You mean, you have a class like this
class Foo
{
const int unchangeableValue;
int changeableValue;
public:
Foo (int, int);
};
Foo::Foo (int value1, int value2) :
unchangeableValue(value1), changeableValue(value2)
{
}
and you're trying to do an assignment like this?
Foo foo1(1, 2);
Foo foo2(3, 4);
foo1 = foo2;
This is called "copy assignment," because both objects in the assignment are
of the same type. The default method used for copy assignment is called
"memberwise copy." In this method, each member of one object is simply
assigned to the corresponding member of the other object. So this statement
foo1 = foo2;
leads to code that assigns foo2.unchangeableValue to foo1.unchangeableValue,
and assigns foo2.changeableValue to foo1.changeableValue. The problem, of
course, is that you can't assign foo2.unchangeableValue to
foo1.unchangeableValue, because unchangeableValue is defined to be const.

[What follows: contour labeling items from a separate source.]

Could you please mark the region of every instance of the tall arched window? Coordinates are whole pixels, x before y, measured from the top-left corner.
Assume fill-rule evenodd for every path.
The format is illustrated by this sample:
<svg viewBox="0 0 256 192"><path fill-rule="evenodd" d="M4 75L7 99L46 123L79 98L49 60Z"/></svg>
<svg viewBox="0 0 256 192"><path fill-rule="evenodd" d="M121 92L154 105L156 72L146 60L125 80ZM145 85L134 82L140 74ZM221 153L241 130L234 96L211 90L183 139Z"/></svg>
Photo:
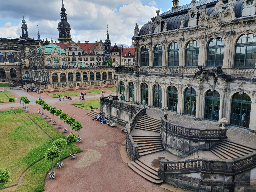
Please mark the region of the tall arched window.
<svg viewBox="0 0 256 192"><path fill-rule="evenodd" d="M141 86L141 103L143 99L145 99L146 104L148 105L148 87L146 84L144 83Z"/></svg>
<svg viewBox="0 0 256 192"><path fill-rule="evenodd" d="M14 68L12 68L10 70L11 74L11 78L16 78L16 70Z"/></svg>
<svg viewBox="0 0 256 192"><path fill-rule="evenodd" d="M143 46L140 50L140 66L148 66L148 48Z"/></svg>
<svg viewBox="0 0 256 192"><path fill-rule="evenodd" d="M4 62L4 55L2 53L0 53L0 63Z"/></svg>
<svg viewBox="0 0 256 192"><path fill-rule="evenodd" d="M49 58L46 59L46 64L47 64L47 66L51 66L51 59Z"/></svg>
<svg viewBox="0 0 256 192"><path fill-rule="evenodd" d="M60 82L66 82L66 74L64 73L60 74Z"/></svg>
<svg viewBox="0 0 256 192"><path fill-rule="evenodd" d="M173 86L170 86L168 90L168 110L177 112L178 108L178 91L177 88Z"/></svg>
<svg viewBox="0 0 256 192"><path fill-rule="evenodd" d="M72 73L68 73L68 82L74 82L74 75Z"/></svg>
<svg viewBox="0 0 256 192"><path fill-rule="evenodd" d="M93 72L90 73L90 80L94 81L94 74Z"/></svg>
<svg viewBox="0 0 256 192"><path fill-rule="evenodd" d="M81 81L81 74L78 72L76 73L76 81Z"/></svg>
<svg viewBox="0 0 256 192"><path fill-rule="evenodd" d="M25 72L25 77L27 79L29 78L29 72L28 71Z"/></svg>
<svg viewBox="0 0 256 192"><path fill-rule="evenodd" d="M53 62L54 64L54 66L58 66L59 65L59 60L58 59L58 58L54 58Z"/></svg>
<svg viewBox="0 0 256 192"><path fill-rule="evenodd" d="M58 83L58 75L56 73L54 73L52 75L52 83Z"/></svg>
<svg viewBox="0 0 256 192"><path fill-rule="evenodd" d="M14 56L12 53L9 53L8 54L8 61L9 63L14 62Z"/></svg>
<svg viewBox="0 0 256 192"><path fill-rule="evenodd" d="M232 98L230 124L249 128L251 103L251 98L247 94L235 94Z"/></svg>
<svg viewBox="0 0 256 192"><path fill-rule="evenodd" d="M154 106L162 108L162 88L159 85L154 86Z"/></svg>
<svg viewBox="0 0 256 192"><path fill-rule="evenodd" d="M87 76L87 73L84 72L83 73L83 81L88 81L88 77Z"/></svg>
<svg viewBox="0 0 256 192"><path fill-rule="evenodd" d="M108 72L108 80L112 80L112 72Z"/></svg>
<svg viewBox="0 0 256 192"><path fill-rule="evenodd" d="M120 82L120 94L121 94L121 100L125 100L124 96L124 83L123 81Z"/></svg>
<svg viewBox="0 0 256 192"><path fill-rule="evenodd" d="M193 88L187 88L185 92L185 105L184 114L196 116L196 92Z"/></svg>
<svg viewBox="0 0 256 192"><path fill-rule="evenodd" d="M0 78L5 78L5 70L0 69Z"/></svg>
<svg viewBox="0 0 256 192"><path fill-rule="evenodd" d="M220 96L216 90L208 90L205 96L204 118L212 121L219 120Z"/></svg>
<svg viewBox="0 0 256 192"><path fill-rule="evenodd" d="M253 67L256 60L256 36L253 34L243 35L236 44L234 66Z"/></svg>
<svg viewBox="0 0 256 192"><path fill-rule="evenodd" d="M66 65L66 60L65 58L61 59L61 64L62 65Z"/></svg>
<svg viewBox="0 0 256 192"><path fill-rule="evenodd" d="M179 45L175 42L171 44L168 50L168 67L179 66L180 50Z"/></svg>
<svg viewBox="0 0 256 192"><path fill-rule="evenodd" d="M129 83L129 98L132 97L133 98L133 100L134 100L134 85L132 82L130 82Z"/></svg>
<svg viewBox="0 0 256 192"><path fill-rule="evenodd" d="M97 72L96 73L96 80L100 80L100 72Z"/></svg>
<svg viewBox="0 0 256 192"><path fill-rule="evenodd" d="M157 45L154 49L154 66L162 67L163 65L163 51L162 46Z"/></svg>
<svg viewBox="0 0 256 192"><path fill-rule="evenodd" d="M215 67L223 65L224 41L220 37L212 39L208 48L207 67Z"/></svg>
<svg viewBox="0 0 256 192"><path fill-rule="evenodd" d="M107 73L104 72L102 73L102 80L107 80Z"/></svg>
<svg viewBox="0 0 256 192"><path fill-rule="evenodd" d="M188 44L186 48L186 67L196 67L198 64L199 48L197 41L193 40Z"/></svg>

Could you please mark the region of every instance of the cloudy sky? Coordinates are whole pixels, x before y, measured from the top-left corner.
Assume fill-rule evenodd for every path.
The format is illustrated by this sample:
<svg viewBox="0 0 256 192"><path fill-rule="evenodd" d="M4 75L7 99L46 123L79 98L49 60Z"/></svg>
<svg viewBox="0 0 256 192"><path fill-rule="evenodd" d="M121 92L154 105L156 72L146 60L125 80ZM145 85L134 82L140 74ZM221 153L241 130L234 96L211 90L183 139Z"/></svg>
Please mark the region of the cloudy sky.
<svg viewBox="0 0 256 192"><path fill-rule="evenodd" d="M190 3L180 0L179 5ZM136 23L140 28L156 15L157 10L161 14L172 6L171 0L64 0L74 41L104 40L108 25L113 45L130 45ZM38 25L41 39L58 42L62 6L61 0L1 0L0 37L19 38L23 13L31 38L37 38Z"/></svg>

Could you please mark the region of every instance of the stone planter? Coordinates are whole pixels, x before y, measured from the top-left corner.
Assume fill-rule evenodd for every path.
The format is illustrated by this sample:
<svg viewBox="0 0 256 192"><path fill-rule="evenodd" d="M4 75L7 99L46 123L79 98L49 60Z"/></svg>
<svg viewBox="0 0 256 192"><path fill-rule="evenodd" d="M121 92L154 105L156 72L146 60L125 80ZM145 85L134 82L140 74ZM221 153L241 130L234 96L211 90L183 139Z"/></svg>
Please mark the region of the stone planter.
<svg viewBox="0 0 256 192"><path fill-rule="evenodd" d="M54 179L55 178L55 172L54 171L53 172L53 173L51 172L49 173L50 178L51 179Z"/></svg>
<svg viewBox="0 0 256 192"><path fill-rule="evenodd" d="M57 163L57 165L58 165L58 168L61 168L62 167L62 165L63 165L63 162L62 161L59 161Z"/></svg>
<svg viewBox="0 0 256 192"><path fill-rule="evenodd" d="M75 153L72 153L70 154L70 156L71 157L72 159L74 159L76 158L76 154Z"/></svg>

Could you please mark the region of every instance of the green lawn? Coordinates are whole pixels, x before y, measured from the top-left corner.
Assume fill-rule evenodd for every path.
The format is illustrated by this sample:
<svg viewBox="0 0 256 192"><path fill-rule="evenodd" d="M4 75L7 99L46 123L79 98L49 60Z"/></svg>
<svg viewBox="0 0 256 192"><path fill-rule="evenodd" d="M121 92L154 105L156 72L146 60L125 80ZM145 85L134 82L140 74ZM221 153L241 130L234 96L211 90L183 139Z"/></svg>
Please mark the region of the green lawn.
<svg viewBox="0 0 256 192"><path fill-rule="evenodd" d="M12 84L10 83L6 83L4 84L0 84L0 87L11 87Z"/></svg>
<svg viewBox="0 0 256 192"><path fill-rule="evenodd" d="M72 103L72 105L77 107L82 107L83 109L89 109L90 108L89 105L92 106L94 109L98 109L100 108L100 99L94 99L93 100L88 100L88 101L78 101Z"/></svg>
<svg viewBox="0 0 256 192"><path fill-rule="evenodd" d="M15 98L15 97L8 91L0 91L1 102L9 102L9 98Z"/></svg>
<svg viewBox="0 0 256 192"><path fill-rule="evenodd" d="M13 112L15 112L19 117ZM44 158L44 153L53 142L27 116L54 140L65 136L36 114L26 114L21 109L0 111L0 167L7 168L11 174L11 182L7 186L17 184L22 173L36 162L25 174L22 184L5 192L40 192L44 190L44 179L51 167L51 161ZM69 156L71 146L62 151L62 158ZM75 153L82 150L74 145ZM58 158L54 160L58 162ZM58 172L56 172L58 174Z"/></svg>

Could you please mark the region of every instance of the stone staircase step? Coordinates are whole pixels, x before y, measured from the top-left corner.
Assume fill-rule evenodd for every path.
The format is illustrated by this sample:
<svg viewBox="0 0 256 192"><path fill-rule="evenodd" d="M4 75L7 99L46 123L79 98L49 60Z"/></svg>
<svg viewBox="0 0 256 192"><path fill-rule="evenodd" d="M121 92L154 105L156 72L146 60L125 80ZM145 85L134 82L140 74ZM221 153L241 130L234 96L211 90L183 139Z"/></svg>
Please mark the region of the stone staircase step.
<svg viewBox="0 0 256 192"><path fill-rule="evenodd" d="M129 162L129 163L128 163L128 166L129 166L130 167L130 168L131 168L132 170L138 173L138 174L139 174L142 177L144 177L146 180L149 180L149 181L152 182L152 183L156 183L156 184L160 184L160 183L162 183L164 182L164 181L162 181L161 180L157 180L156 179L154 179L152 177L148 176L148 175L147 175L147 174L145 174L143 172L141 171L140 170L138 169L136 167L134 166L132 164L131 162Z"/></svg>

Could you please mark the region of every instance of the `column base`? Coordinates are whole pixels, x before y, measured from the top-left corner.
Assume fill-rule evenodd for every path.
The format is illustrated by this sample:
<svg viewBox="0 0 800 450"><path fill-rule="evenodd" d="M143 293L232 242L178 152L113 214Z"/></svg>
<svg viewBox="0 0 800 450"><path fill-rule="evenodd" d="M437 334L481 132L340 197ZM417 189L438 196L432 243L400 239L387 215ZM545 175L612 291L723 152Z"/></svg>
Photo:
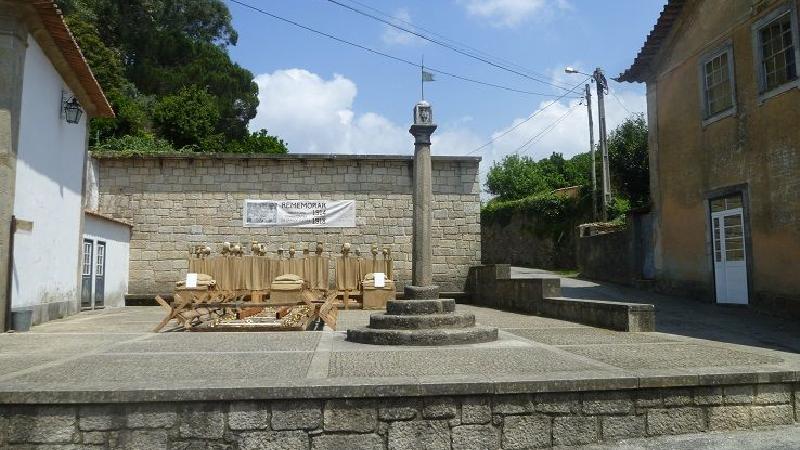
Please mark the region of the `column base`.
<svg viewBox="0 0 800 450"><path fill-rule="evenodd" d="M405 300L438 300L439 286L406 286L403 294Z"/></svg>

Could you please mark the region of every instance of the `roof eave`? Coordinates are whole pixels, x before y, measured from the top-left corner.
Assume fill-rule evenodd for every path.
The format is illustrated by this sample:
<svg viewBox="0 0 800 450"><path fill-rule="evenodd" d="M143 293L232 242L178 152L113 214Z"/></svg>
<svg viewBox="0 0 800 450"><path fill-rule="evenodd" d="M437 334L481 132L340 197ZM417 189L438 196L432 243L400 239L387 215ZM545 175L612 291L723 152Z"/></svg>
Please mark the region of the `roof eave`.
<svg viewBox="0 0 800 450"><path fill-rule="evenodd" d="M54 64L54 66L59 72L66 70L72 75L71 77L64 76L62 73L64 81L75 91L76 97L81 101L87 114L91 117L115 117L103 88L94 77L92 69L64 21L61 10L58 9L58 5L51 0L26 0L25 3L33 8L38 19L38 26L32 29L31 34L39 40L43 37L43 31L55 51L61 55L64 64ZM38 32L36 28L39 28ZM46 49L43 50L46 51Z"/></svg>
<svg viewBox="0 0 800 450"><path fill-rule="evenodd" d="M686 2L687 0L669 0L664 5L658 21L650 31L650 34L647 35L647 40L645 40L642 49L636 55L633 64L615 78L617 81L630 83L647 81L647 76L652 71L652 64L661 50L661 45L670 35L672 27L681 15Z"/></svg>

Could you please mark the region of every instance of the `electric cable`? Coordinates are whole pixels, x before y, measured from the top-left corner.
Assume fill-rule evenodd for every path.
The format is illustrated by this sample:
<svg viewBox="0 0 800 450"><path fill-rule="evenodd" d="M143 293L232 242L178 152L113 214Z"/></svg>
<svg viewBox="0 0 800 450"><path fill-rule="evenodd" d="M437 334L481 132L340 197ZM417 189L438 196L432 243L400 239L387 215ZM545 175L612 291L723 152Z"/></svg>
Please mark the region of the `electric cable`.
<svg viewBox="0 0 800 450"><path fill-rule="evenodd" d="M358 44L358 43L355 43L355 42L352 42L352 41L348 41L347 39L343 39L343 38L337 37L335 35L332 35L330 33L326 33L324 31L320 31L320 30L317 30L315 28L303 25L303 24L298 23L298 22L296 22L294 20L287 19L285 17L281 17L281 16L279 16L277 14L273 14L273 13L270 13L268 11L265 11L265 10L263 10L263 9L257 7L257 6L253 6L253 5L250 5L248 3L245 3L245 2L243 2L241 0L228 0L228 1L230 1L231 3L236 3L236 4L240 5L240 6L245 7L245 8L251 9L253 11L256 11L258 13L266 15L268 17L272 17L273 19L280 20L282 22L286 22L286 23L288 23L290 25L293 25L295 27L301 28L303 30L310 31L310 32L318 34L320 36L324 36L324 37L330 38L330 39L332 39L332 40L334 40L336 42L339 42L339 43L342 43L342 44L346 44L346 45L349 45L349 46L352 46L352 47L356 47L356 48L359 48L359 49L364 50L366 52L373 53L373 54L378 55L378 56L383 56L385 58L389 58L389 59L395 60L397 62L402 62L402 63L408 64L410 66L416 67L418 69L425 69L425 70L428 70L428 71L433 72L433 73L438 73L440 75L445 75L445 76L449 76L451 78L455 78L457 80L466 81L466 82L479 84L479 85L483 85L483 86L494 87L494 88L502 89L502 90L509 91L509 92L516 92L516 93L519 93L519 94L527 94L527 95L536 95L536 96L541 96L541 97L555 97L554 94L526 91L526 90L523 90L523 89L512 88L512 87L504 86L504 85L497 84L497 83L490 83L490 82L487 82L487 81L481 81L481 80L477 80L475 78L470 78L470 77L458 75L458 74L455 74L455 73L452 73L452 72L449 72L449 71L446 71L446 70L443 70L443 69L438 69L438 68L435 68L435 67L423 66L422 64L415 63L414 61L411 61L411 60L408 60L408 59L405 59L405 58L401 58L399 56L390 55L389 53L385 53L385 52L382 52L382 51L379 51L379 50L375 50L375 49L373 49L371 47L367 47L366 45L362 45L362 44ZM574 93L574 88L571 91L567 91L564 95L558 97L558 99L564 98L565 96L569 95L570 93ZM576 96L574 98L579 98L579 97Z"/></svg>

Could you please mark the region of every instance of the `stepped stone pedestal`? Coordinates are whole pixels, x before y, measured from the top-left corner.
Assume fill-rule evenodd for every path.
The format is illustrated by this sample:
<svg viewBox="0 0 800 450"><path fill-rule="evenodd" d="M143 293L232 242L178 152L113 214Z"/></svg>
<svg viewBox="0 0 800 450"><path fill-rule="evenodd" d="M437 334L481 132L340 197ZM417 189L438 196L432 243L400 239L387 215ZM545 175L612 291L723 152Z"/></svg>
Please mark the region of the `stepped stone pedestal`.
<svg viewBox="0 0 800 450"><path fill-rule="evenodd" d="M418 293L406 288L406 298ZM377 345L454 345L497 340L497 328L476 327L475 316L456 312L453 299L439 299L435 286L423 297L391 300L385 314L373 314L369 327L347 330L347 340ZM435 297L434 297L435 296ZM430 298L432 297L432 298Z"/></svg>
<svg viewBox="0 0 800 450"><path fill-rule="evenodd" d="M497 340L497 328L476 327L475 316L456 312L456 302L439 299L431 266L431 134L436 131L426 101L414 107L414 211L412 286L405 300L390 300L385 314L373 314L369 327L347 330L347 340L379 345L452 345Z"/></svg>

One solution would be to define unchangeableValue to be non-const. But that
may not be what you want.
Another solution might be to define unchangeableValue as a static member of
Foo. Static members aren't involved in copy assignment. But the side
effect would be that every instance of Foo would have the same
unchangeableValue. This may or may not be acceptable to you.
Another solution would be to "overload" the copy assignment operator for
Foo. In other words, substitute your own copy-assignment operation for the
default memberwise-copy operation.
You overload the assignment operator by adding a new member function to Foo.
The name of this function is "operator=":
class Foo
{
int const unchangeableValue;
int changeableValue;
public:
Foo (int, int);
Foo &operator= (Foo const &);
};
// constructor
Foo::Foo (int value1, int value2) :
unchangeableValue(value1), changeableValue(value2)
{
}
// copy assignment
Foo &Foo::operator= (Foo const &other)
{
// we're ignoring unchangeableValue
changeableValue = other.changeableValue;
return *this;
}
Now this statement
foo1 = foo2;
leads to this function call:
foo1.operator=(foo2);
Since operator= doesn't attempt to assign to unchangeableValue, it's legal.
Hope that helps. Let us know if you have further questions.
Regards,
Russell Hanneken
rh*******@pobox.com